Even as domestic consumption, as well as private investment, continue to witness a deep slowdown, the outward remittance by resident Indians has been clocking a new high every passing month. If July saw a record outflow of $1.69 billion by resident Indians under the liberalised remittance scheme (LRS), August numbers are even higher, with the remittance hitting a new high of $1.875 billion.
The August figure takes the total outward remittance under LRS since April 2014 to $47 billion. It has been rising exponentially over the last five years. While it amounted to $1.3 billion in financial year (FY) 2014-15, it jumped to $4.6 billion in FY2015-16. For the year ended March 31, 2019, resident Indians sent $13.78 billion under the scheme.
Capital outflows a concern, but tax cuts a silver lining
At a time when domestic invesment and consumption are wintessing a slowdown, a sharp rise in remittance raises concern of capital outflows from the country, which , in turn, will not only hurt future investment and job creation, but wil also put pressure on the currency. There are some, however, who feel the recent corporate tax cut may push business sentiment and arrest this outflow.

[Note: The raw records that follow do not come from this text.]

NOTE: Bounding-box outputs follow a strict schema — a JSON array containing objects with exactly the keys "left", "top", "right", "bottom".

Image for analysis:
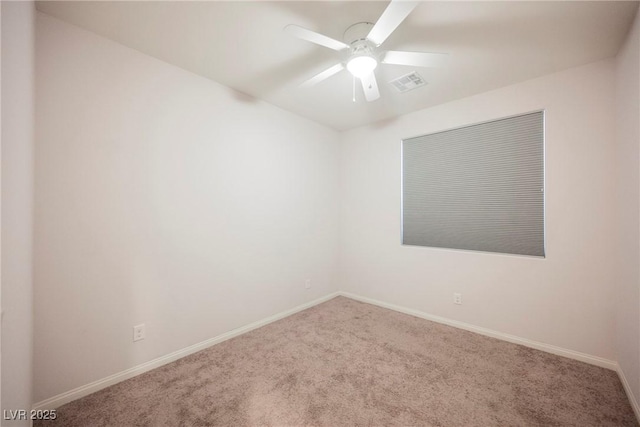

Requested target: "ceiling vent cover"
[{"left": 389, "top": 71, "right": 427, "bottom": 92}]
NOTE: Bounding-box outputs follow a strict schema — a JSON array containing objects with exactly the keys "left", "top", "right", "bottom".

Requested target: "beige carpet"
[{"left": 35, "top": 297, "right": 637, "bottom": 427}]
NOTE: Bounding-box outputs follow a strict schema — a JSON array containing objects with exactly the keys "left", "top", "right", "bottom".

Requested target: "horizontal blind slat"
[{"left": 402, "top": 112, "right": 544, "bottom": 256}]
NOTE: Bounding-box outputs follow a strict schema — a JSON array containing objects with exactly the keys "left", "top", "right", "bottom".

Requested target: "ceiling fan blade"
[
  {"left": 300, "top": 64, "right": 344, "bottom": 88},
  {"left": 382, "top": 50, "right": 449, "bottom": 68},
  {"left": 360, "top": 71, "right": 380, "bottom": 102},
  {"left": 367, "top": 0, "right": 419, "bottom": 46},
  {"left": 284, "top": 24, "right": 349, "bottom": 50}
]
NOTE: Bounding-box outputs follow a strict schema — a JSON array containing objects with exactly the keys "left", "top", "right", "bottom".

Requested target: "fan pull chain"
[{"left": 353, "top": 76, "right": 356, "bottom": 102}]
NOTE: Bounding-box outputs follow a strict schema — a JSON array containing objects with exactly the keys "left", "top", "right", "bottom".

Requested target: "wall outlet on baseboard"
[
  {"left": 133, "top": 323, "right": 145, "bottom": 341},
  {"left": 453, "top": 293, "right": 462, "bottom": 305}
]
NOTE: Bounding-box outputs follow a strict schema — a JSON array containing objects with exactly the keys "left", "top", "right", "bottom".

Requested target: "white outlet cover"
[{"left": 133, "top": 323, "right": 145, "bottom": 341}]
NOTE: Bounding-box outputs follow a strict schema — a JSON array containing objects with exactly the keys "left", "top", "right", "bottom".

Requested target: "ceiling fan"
[{"left": 284, "top": 0, "right": 448, "bottom": 102}]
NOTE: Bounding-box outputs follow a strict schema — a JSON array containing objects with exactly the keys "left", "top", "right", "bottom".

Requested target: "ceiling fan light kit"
[
  {"left": 285, "top": 0, "right": 447, "bottom": 102},
  {"left": 347, "top": 55, "right": 378, "bottom": 79}
]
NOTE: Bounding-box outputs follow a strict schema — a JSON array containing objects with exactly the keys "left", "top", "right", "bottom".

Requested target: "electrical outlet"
[
  {"left": 453, "top": 293, "right": 462, "bottom": 304},
  {"left": 133, "top": 323, "right": 144, "bottom": 341}
]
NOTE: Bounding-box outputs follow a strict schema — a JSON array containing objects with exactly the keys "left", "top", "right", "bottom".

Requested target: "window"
[{"left": 402, "top": 111, "right": 545, "bottom": 257}]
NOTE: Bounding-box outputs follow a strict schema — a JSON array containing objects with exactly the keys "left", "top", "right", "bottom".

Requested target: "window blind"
[{"left": 402, "top": 112, "right": 545, "bottom": 256}]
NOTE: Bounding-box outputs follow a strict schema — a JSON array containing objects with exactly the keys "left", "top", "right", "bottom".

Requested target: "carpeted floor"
[{"left": 35, "top": 297, "right": 638, "bottom": 427}]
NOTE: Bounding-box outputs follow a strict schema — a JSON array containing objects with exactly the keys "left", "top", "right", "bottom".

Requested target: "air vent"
[{"left": 389, "top": 71, "right": 427, "bottom": 92}]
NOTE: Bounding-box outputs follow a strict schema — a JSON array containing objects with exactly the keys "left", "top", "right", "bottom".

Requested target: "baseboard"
[
  {"left": 33, "top": 292, "right": 339, "bottom": 410},
  {"left": 338, "top": 292, "right": 618, "bottom": 371},
  {"left": 33, "top": 292, "right": 624, "bottom": 414},
  {"left": 616, "top": 363, "right": 640, "bottom": 423}
]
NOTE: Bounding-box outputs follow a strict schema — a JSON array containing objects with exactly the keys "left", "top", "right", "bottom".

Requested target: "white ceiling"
[{"left": 37, "top": 1, "right": 638, "bottom": 130}]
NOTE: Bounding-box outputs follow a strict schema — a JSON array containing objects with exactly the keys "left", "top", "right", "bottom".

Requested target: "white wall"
[
  {"left": 615, "top": 7, "right": 640, "bottom": 408},
  {"left": 339, "top": 61, "right": 617, "bottom": 360},
  {"left": 1, "top": 2, "right": 35, "bottom": 425},
  {"left": 34, "top": 14, "right": 339, "bottom": 401}
]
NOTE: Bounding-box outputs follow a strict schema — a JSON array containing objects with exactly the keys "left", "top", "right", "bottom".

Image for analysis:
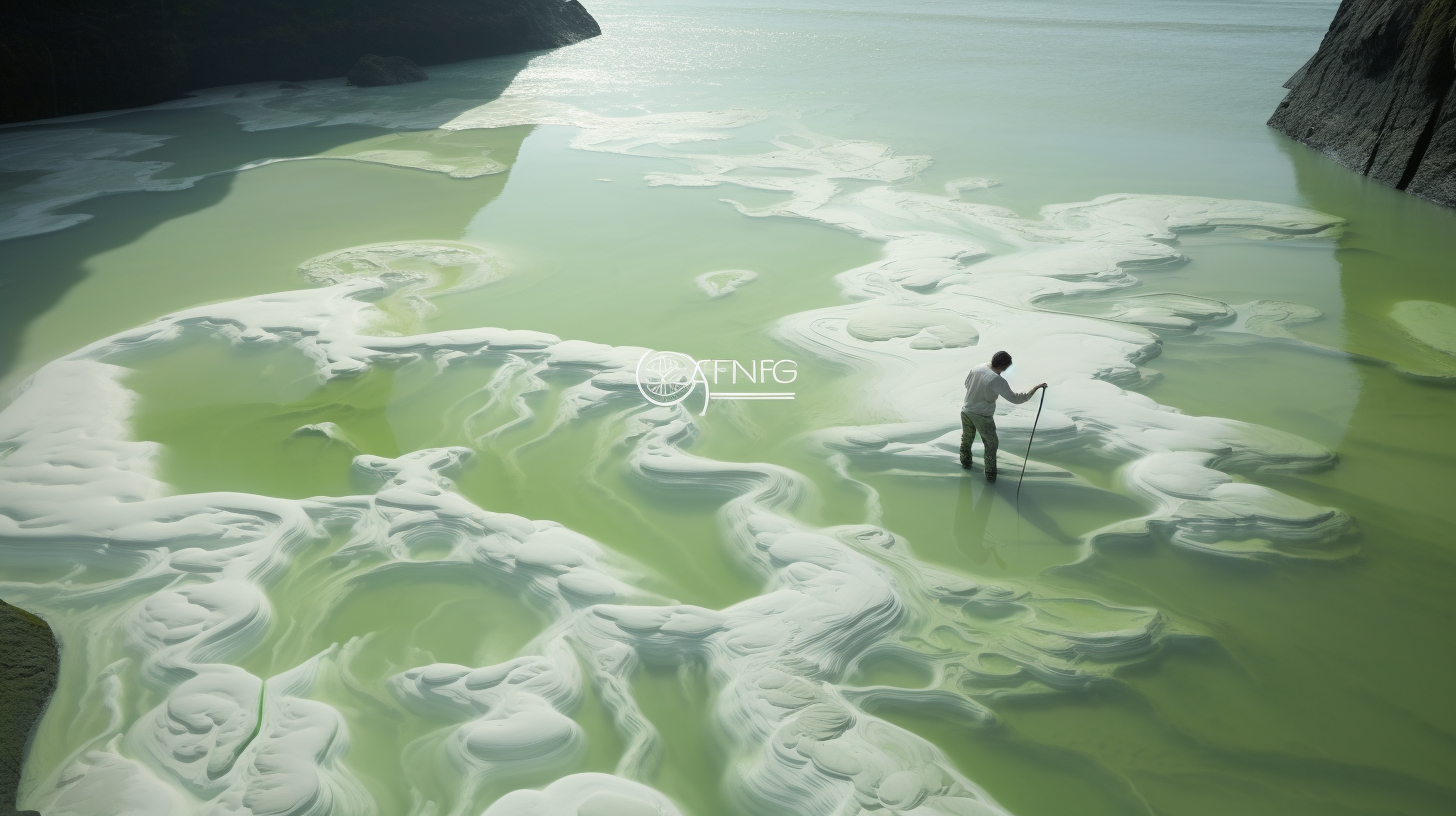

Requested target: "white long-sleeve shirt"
[{"left": 962, "top": 363, "right": 1035, "bottom": 417}]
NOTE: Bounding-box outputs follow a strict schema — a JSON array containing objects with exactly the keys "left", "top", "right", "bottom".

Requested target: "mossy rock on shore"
[
  {"left": 0, "top": 0, "right": 601, "bottom": 122},
  {"left": 0, "top": 600, "right": 61, "bottom": 813}
]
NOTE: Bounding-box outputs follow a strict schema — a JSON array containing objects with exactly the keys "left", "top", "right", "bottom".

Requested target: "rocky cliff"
[
  {"left": 0, "top": 0, "right": 601, "bottom": 122},
  {"left": 1270, "top": 0, "right": 1456, "bottom": 207},
  {"left": 0, "top": 600, "right": 61, "bottom": 813},
  {"left": 1270, "top": 0, "right": 1456, "bottom": 207}
]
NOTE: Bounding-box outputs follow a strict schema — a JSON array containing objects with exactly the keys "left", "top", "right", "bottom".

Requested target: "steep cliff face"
[
  {"left": 0, "top": 0, "right": 601, "bottom": 122},
  {"left": 0, "top": 600, "right": 61, "bottom": 813},
  {"left": 1270, "top": 0, "right": 1456, "bottom": 207}
]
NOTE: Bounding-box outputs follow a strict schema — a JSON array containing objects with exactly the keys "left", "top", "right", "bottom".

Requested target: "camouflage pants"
[{"left": 961, "top": 411, "right": 1000, "bottom": 476}]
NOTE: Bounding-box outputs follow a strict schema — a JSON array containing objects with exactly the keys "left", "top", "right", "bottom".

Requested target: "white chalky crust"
[{"left": 0, "top": 101, "right": 1350, "bottom": 816}]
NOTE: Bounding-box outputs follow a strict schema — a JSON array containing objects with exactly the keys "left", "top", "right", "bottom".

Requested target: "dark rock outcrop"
[
  {"left": 344, "top": 54, "right": 430, "bottom": 87},
  {"left": 1270, "top": 0, "right": 1456, "bottom": 207},
  {"left": 0, "top": 600, "right": 61, "bottom": 813},
  {"left": 0, "top": 0, "right": 601, "bottom": 122}
]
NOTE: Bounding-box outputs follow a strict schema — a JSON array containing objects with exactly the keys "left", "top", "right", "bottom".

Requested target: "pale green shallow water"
[{"left": 0, "top": 0, "right": 1456, "bottom": 816}]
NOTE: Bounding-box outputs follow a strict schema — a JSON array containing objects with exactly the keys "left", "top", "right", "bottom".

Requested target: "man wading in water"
[{"left": 961, "top": 351, "right": 1047, "bottom": 482}]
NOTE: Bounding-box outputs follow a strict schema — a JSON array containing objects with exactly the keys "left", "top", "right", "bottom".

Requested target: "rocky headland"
[
  {"left": 0, "top": 600, "right": 61, "bottom": 813},
  {"left": 0, "top": 0, "right": 601, "bottom": 122},
  {"left": 1270, "top": 0, "right": 1456, "bottom": 207}
]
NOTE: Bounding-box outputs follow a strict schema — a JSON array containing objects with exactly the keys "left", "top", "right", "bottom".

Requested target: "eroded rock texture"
[
  {"left": 0, "top": 600, "right": 61, "bottom": 813},
  {"left": 1270, "top": 0, "right": 1456, "bottom": 207},
  {"left": 0, "top": 0, "right": 601, "bottom": 122}
]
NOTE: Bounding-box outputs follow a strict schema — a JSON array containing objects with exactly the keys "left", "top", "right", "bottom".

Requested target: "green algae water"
[{"left": 0, "top": 0, "right": 1456, "bottom": 816}]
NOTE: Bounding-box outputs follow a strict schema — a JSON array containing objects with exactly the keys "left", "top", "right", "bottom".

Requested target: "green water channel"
[{"left": 0, "top": 0, "right": 1456, "bottom": 816}]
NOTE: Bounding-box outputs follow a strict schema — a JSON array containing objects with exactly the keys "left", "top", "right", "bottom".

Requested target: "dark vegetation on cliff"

In the first five months of the current fiscal year, the outward remittance amounted to $7.7 billion and it has outpaced the aggregate inflows by foreign portfolio investors (FPIs) this financial year. Between April and October (till date), FPIs invested a net of
Rs 32,094 crore (around $4.6 billion) in both debt and equity markets.
A look into the LRS data for August shows that while $784 million were remitted for travel purposes, $531 million were sent out for education. Another $281 million were sent on account of maintenance of close relatives and $177 million was sent under the head gift.
Under the Reserve Bank of India’s LRS, resident individuals are allowed to remit up to $250,000 in a financial year under various heads — including current account transactions such as going overseas on employment, studies overseas, emigration, maintenance of close relatives, and medical treatment.
The residents can also transfer money for capital account transactions under LRS, including opening of foreign currency account overseas with a bank, purchase of property and making investments in units of mutual funds, and venture capital funds.
Experts in the remittance business say that the recent jump in remittance under LRS is a result of various factors.
While the United States is set to raise the fee for EB5 Visa Green Card applications for US (for US residency and citizenship) from the current $500,000 to $900,000 beginning mid-November, the outflows also grew on account of domestic factors like weak investment and business climate in India and a sharp rise in effective tax rates for individuals earning over Rs 2 crore and Rs 5 crore.
One immigration advisor, however, said that there has been some positivity among businessmen in India after the government announced a cut in the corporate tax rate from 30 per cent (exclusive of surcharge and cess) to 22 per cent. “There is a sense that doing business in India may improve their return on investment as the tax rate has now been cut to 15 per cent for new business set-up,” said the advisor.